Now when the Olympics are over the British media are entertaining themselves by making different medal ratings. They are extremely proud that Britain ranks 3rd in the total gold medal count. Perhaps in an attempt to raise the national team to the top of the list they are trying different kinds of medal counts. In particular, the Guardian decided to use a geopolitical approach taking into account countries’ GDP, population number, national team size, and only then the number of medals they won. But it turned out that this sophisticated method works better in favor of Russia. US expert Joshua Keating decided to remember the Soviet Union. According to his calculations, the former Soviet republics together won 163 medals in London. Partially these medals can really be regarded as Soviet medals because after 21 years since the break up of the USSR the sport traditions in Russia and other 14 former Soviet republics have not changed, Andrei Mitkov, chief editor and the Ves Sport (“All sport”) information agency says.
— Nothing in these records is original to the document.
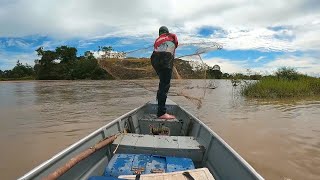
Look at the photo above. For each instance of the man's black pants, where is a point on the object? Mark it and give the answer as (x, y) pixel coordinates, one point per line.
(162, 62)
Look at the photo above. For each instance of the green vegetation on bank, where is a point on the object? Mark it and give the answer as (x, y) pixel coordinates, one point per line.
(63, 64)
(60, 64)
(19, 72)
(285, 83)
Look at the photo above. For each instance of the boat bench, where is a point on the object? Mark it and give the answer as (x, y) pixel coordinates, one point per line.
(176, 146)
(149, 121)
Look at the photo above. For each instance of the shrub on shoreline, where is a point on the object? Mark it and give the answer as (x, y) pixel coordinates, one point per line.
(286, 83)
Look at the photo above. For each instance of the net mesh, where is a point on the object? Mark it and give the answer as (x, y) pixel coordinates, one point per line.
(188, 64)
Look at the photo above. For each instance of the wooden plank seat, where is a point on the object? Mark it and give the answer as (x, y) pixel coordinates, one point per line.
(176, 146)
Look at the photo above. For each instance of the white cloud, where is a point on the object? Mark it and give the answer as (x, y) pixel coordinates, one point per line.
(244, 21)
(259, 58)
(8, 61)
(303, 64)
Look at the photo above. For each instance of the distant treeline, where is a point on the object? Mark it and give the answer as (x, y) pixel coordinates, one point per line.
(64, 64)
(60, 64)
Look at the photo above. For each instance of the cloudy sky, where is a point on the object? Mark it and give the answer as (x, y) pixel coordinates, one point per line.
(257, 35)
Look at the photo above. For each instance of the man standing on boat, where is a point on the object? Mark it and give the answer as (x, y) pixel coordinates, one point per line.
(162, 62)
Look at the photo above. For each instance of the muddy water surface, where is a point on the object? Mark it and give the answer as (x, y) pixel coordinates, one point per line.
(280, 139)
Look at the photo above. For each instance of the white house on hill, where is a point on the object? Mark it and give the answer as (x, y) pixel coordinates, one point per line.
(109, 54)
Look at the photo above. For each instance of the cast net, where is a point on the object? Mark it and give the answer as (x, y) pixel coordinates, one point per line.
(188, 64)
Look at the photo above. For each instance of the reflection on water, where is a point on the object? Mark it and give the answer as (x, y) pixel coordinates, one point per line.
(40, 118)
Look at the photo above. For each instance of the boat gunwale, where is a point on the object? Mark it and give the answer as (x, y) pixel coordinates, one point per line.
(70, 148)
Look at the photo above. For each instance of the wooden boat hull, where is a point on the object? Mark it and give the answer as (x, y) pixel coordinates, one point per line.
(222, 161)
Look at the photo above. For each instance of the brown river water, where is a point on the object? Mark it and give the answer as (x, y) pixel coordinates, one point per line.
(280, 139)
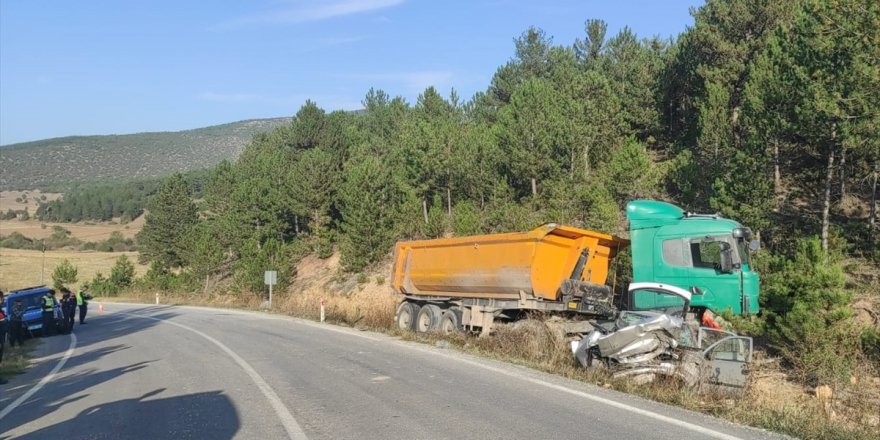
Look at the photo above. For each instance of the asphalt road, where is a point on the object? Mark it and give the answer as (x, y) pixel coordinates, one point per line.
(159, 372)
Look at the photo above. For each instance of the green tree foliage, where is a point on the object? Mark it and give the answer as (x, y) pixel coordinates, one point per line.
(368, 212)
(816, 92)
(171, 216)
(122, 273)
(64, 274)
(807, 311)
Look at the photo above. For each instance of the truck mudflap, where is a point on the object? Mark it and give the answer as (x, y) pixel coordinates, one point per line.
(588, 298)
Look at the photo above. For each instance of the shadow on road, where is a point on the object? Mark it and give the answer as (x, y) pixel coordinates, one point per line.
(209, 415)
(103, 327)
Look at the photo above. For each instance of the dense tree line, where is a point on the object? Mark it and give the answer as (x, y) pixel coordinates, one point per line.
(765, 111)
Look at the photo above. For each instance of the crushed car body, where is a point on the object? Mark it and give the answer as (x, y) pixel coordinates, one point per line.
(652, 337)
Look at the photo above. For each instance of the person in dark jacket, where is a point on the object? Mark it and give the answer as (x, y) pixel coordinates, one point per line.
(4, 324)
(16, 326)
(49, 313)
(68, 310)
(82, 300)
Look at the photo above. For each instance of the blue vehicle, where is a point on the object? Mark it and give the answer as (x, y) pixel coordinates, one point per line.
(32, 298)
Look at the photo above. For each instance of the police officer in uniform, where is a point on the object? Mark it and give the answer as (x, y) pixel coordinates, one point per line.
(68, 310)
(82, 298)
(49, 313)
(16, 324)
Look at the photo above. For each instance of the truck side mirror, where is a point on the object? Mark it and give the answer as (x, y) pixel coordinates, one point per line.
(726, 259)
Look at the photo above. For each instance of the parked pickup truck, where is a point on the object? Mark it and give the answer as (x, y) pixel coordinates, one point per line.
(32, 298)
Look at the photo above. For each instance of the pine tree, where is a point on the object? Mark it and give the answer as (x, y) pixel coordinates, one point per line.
(171, 215)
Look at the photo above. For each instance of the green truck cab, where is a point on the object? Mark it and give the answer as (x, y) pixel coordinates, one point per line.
(705, 254)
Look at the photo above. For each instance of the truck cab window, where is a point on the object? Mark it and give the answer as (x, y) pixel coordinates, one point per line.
(674, 252)
(706, 254)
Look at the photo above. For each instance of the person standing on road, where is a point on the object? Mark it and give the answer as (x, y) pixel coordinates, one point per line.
(68, 310)
(49, 313)
(82, 298)
(4, 325)
(16, 316)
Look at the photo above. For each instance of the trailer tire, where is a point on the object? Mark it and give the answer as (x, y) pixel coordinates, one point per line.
(428, 318)
(450, 322)
(406, 315)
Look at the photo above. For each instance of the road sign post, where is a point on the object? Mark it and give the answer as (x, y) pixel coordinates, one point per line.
(271, 279)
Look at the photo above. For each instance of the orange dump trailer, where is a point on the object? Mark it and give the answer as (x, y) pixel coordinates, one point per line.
(471, 281)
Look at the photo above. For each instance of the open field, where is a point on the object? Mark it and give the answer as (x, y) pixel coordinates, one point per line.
(35, 229)
(22, 268)
(84, 231)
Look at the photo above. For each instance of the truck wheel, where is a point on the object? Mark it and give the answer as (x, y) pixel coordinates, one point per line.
(428, 318)
(450, 322)
(406, 315)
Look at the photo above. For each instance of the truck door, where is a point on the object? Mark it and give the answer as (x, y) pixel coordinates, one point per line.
(728, 356)
(672, 262)
(714, 281)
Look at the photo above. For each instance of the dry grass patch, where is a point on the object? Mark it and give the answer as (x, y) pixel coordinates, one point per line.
(22, 268)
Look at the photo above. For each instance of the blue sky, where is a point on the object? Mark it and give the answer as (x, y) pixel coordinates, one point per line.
(117, 67)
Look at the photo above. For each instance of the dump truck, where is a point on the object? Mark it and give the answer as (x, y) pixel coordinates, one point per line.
(471, 282)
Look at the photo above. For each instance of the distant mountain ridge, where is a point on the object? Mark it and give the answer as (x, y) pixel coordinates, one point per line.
(55, 164)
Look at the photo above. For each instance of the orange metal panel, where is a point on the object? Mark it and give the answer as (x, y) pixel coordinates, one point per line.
(502, 265)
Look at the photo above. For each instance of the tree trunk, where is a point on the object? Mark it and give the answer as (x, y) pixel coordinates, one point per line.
(826, 202)
(872, 219)
(842, 173)
(777, 175)
(586, 160)
(449, 201)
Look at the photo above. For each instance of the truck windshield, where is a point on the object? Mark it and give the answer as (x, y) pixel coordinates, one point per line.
(742, 247)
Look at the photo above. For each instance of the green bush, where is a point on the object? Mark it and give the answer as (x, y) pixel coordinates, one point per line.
(16, 240)
(64, 273)
(808, 312)
(254, 261)
(466, 219)
(122, 273)
(101, 286)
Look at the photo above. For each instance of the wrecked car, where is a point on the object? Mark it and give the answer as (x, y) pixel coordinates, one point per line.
(653, 337)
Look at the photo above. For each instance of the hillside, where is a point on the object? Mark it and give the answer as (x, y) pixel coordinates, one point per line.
(55, 164)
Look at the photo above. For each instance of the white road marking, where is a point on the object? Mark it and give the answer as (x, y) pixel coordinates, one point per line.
(9, 408)
(294, 431)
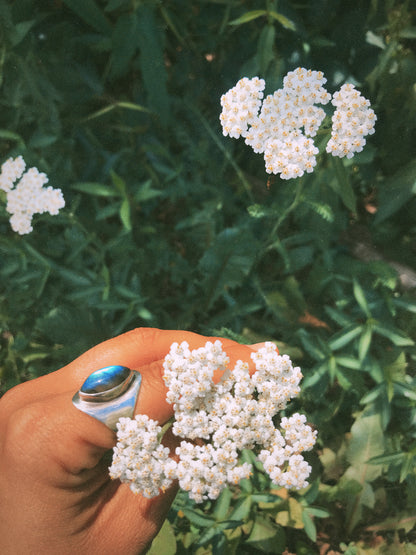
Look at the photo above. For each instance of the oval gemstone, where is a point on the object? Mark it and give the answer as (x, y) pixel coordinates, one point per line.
(105, 379)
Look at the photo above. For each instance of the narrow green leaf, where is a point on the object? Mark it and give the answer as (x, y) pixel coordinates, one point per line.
(283, 20)
(242, 508)
(11, 136)
(265, 53)
(198, 519)
(360, 298)
(391, 458)
(125, 214)
(248, 16)
(259, 211)
(405, 390)
(20, 30)
(152, 61)
(222, 504)
(344, 337)
(91, 14)
(365, 341)
(373, 394)
(342, 186)
(165, 542)
(310, 528)
(95, 189)
(349, 362)
(395, 336)
(125, 43)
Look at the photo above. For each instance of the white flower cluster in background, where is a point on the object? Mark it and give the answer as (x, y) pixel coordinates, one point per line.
(28, 196)
(282, 125)
(217, 421)
(353, 119)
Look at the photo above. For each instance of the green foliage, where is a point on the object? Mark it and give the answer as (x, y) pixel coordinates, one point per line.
(169, 224)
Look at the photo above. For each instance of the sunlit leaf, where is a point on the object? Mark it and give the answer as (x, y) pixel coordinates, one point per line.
(248, 16)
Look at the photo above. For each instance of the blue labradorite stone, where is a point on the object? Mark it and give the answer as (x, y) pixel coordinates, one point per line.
(105, 379)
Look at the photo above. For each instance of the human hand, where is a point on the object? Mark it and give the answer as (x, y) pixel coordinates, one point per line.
(56, 496)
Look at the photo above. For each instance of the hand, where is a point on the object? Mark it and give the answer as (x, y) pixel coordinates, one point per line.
(55, 493)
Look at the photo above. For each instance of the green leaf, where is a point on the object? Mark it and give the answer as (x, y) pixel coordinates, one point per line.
(152, 61)
(395, 336)
(365, 341)
(349, 362)
(266, 536)
(20, 30)
(91, 14)
(125, 214)
(260, 211)
(145, 192)
(309, 526)
(342, 186)
(395, 191)
(222, 504)
(248, 16)
(227, 262)
(95, 189)
(360, 298)
(367, 441)
(265, 53)
(125, 43)
(283, 20)
(242, 508)
(165, 541)
(199, 519)
(344, 337)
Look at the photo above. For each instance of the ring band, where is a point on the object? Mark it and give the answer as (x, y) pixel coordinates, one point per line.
(109, 394)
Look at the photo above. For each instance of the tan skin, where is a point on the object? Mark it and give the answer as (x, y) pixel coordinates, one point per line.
(55, 493)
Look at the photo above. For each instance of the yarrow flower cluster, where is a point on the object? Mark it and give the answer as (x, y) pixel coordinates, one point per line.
(281, 126)
(353, 119)
(28, 196)
(217, 421)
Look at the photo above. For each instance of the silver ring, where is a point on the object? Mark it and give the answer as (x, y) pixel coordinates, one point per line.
(109, 393)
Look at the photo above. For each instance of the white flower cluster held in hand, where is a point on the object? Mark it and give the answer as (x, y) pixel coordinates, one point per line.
(28, 196)
(281, 126)
(217, 421)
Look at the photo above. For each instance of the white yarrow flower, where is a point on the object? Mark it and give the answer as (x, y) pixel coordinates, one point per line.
(282, 126)
(232, 415)
(26, 194)
(353, 120)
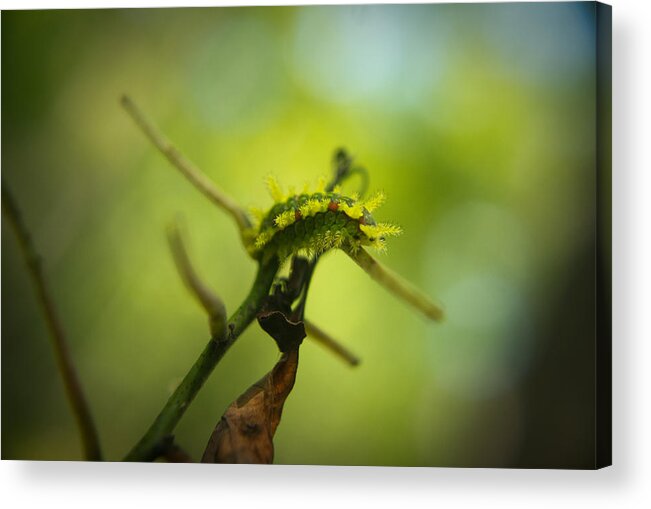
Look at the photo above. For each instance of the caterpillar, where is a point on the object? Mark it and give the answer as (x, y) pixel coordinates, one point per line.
(311, 223)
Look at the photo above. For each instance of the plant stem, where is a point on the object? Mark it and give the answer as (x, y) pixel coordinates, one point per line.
(189, 170)
(80, 408)
(146, 449)
(396, 285)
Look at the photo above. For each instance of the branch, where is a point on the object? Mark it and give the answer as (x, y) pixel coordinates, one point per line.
(189, 170)
(179, 401)
(396, 285)
(210, 302)
(330, 343)
(80, 408)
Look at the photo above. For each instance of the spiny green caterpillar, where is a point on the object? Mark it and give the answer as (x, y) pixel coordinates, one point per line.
(311, 223)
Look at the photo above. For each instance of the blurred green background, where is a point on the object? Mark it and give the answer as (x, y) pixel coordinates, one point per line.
(478, 121)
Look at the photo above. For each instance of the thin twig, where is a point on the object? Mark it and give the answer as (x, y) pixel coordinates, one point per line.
(330, 343)
(80, 408)
(396, 285)
(189, 170)
(210, 302)
(179, 401)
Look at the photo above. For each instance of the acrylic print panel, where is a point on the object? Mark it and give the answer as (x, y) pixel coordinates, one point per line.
(481, 337)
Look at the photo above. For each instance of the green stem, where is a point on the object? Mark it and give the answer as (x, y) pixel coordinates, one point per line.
(147, 449)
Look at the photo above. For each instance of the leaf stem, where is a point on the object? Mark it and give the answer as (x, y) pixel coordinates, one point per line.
(146, 449)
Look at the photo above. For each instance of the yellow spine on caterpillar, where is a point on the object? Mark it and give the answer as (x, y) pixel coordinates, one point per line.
(311, 223)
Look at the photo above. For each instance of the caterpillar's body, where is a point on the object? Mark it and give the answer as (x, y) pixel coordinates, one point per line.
(313, 223)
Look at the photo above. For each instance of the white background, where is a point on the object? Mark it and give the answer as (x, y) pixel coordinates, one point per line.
(626, 484)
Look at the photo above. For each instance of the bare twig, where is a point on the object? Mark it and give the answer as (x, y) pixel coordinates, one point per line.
(396, 285)
(80, 408)
(330, 343)
(180, 400)
(189, 170)
(211, 303)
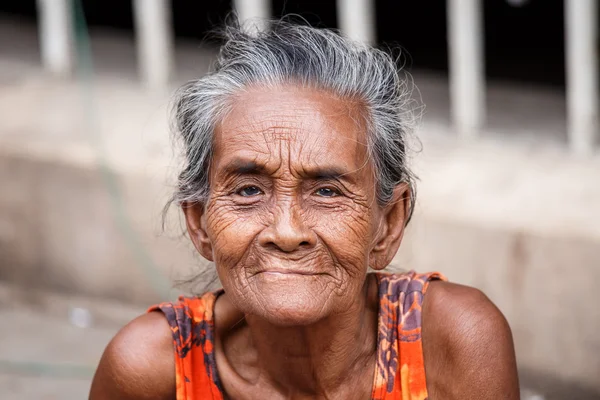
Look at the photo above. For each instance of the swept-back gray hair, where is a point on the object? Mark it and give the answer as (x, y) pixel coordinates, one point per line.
(310, 57)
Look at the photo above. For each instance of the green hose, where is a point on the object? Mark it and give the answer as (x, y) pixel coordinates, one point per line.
(144, 260)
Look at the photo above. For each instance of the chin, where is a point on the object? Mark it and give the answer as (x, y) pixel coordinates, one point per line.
(291, 300)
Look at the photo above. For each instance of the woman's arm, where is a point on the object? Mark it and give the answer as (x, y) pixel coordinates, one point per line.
(138, 364)
(468, 346)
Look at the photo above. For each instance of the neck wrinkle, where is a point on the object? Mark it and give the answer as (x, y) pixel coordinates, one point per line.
(319, 359)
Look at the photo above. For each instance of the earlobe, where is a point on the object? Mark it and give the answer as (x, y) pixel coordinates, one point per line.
(195, 219)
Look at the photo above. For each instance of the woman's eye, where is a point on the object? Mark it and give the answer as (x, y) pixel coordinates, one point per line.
(249, 191)
(327, 192)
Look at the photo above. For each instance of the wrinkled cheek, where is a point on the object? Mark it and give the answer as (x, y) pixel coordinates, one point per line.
(231, 236)
(348, 238)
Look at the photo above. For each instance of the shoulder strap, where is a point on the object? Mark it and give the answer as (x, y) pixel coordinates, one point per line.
(192, 326)
(400, 371)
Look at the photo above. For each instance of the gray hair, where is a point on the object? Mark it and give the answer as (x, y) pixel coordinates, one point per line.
(310, 57)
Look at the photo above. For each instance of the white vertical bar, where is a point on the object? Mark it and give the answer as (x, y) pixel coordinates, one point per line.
(466, 65)
(581, 35)
(154, 35)
(356, 19)
(256, 11)
(56, 34)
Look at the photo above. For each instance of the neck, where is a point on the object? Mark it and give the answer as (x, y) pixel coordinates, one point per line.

"Currently the Russian national team does not have any athletes who were brought up under the Soviet system. We saw the last athletes of the Soviet school at the 2004 Olympics in Athens. But the coaches of the Russian team are those, who established themselves as professionals in the times of the USSR. In this respect our success in the Olympics in London is the achievement of the Soviet sport school. We should respect these people who continue bringing up new champions. Sport experts predict that the division of sport schools of the post-Soviet republics will be completed by the 2020 Olympics. By that time many athletes who won at 2004 and 2008 Olympics will be working as coaches. But in any case the mechanism of medal count will stay the same in 2020."
For politicians the Olympic Games have always been one of the ways to demonstrate power. Attempts to link the number of medals won by the athletes with countries’ GDP are not a coincidence. These indicators are considered to be . If a country can afford spending money on sport development it means that its economy is doing fine.